Smuggling used to be a highly profitable sideline, but when Customs & Excise tolerance ran out, tourism took over. See Travel Agenda, below, for some ideas.

The problem for Hastings is that it is so jolly difficult to reach: trains take longer to get from central London to Hastings than to more celebrated tourist spots that are much further away, such as Bath, Bournemouth and even Lille. Yet the town that starts where the A21 ends (close to the pier, incidentally) is, as the guidebooks say, "worth a detour". Just as well, really, because Hastings is on the way to nowhere.

Signs of the seaside

"Rotting from the ground up," was the helpful pronouncement by Dr Kim Howells about some English seaside resorts. At the time, he was tourism minister. He declined to tell me the specific places he had in mind, but towns such as Hastings need to take care that the messages they give out do not add weight to his view.
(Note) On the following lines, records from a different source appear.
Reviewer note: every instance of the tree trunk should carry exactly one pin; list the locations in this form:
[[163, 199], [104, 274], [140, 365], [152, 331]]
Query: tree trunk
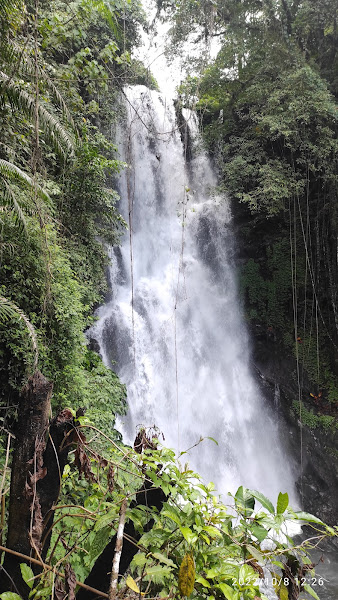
[[100, 573], [25, 518], [37, 468]]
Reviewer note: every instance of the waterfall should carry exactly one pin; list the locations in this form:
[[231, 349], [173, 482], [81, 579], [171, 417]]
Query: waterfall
[[173, 329]]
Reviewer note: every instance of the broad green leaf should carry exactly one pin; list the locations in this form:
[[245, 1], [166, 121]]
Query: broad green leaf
[[157, 574], [99, 542], [282, 503], [265, 502], [247, 574], [131, 583], [255, 552], [170, 514], [27, 574], [188, 535], [105, 520], [259, 532], [203, 581], [303, 516], [311, 591], [139, 559], [212, 531], [212, 573], [164, 559], [227, 591]]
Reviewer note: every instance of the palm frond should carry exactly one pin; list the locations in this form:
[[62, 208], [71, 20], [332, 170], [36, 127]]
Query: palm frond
[[26, 68], [20, 99], [11, 172], [9, 310]]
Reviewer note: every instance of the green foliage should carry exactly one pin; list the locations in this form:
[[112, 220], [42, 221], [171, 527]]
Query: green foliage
[[58, 100], [268, 108], [198, 544], [314, 421]]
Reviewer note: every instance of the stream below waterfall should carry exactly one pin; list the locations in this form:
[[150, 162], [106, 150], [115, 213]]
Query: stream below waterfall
[[173, 328]]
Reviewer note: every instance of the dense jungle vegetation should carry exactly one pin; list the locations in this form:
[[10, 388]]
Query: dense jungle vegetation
[[267, 104], [268, 107]]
Nothing wrong with the admonition from Karl's Bar: "Don't go to our rivals for high prices & bad service – come here instead". But on my last visit, I was surprised to see the seafront tourist information kiosk promoting a deal from Southern Railway promising to help you escape Hastings and get into London for a fiver.

The town shows some marketing savvy, though: it claims to be "1066 Country", even though the Norman invasion 944 years ago this week took place 10 miles west at Pevensey Bay, while William the Conqueror defeated the Saxons six miles inland at the location now known as Battle. But Hastings owns 1066 and all that valuable tourism collateral.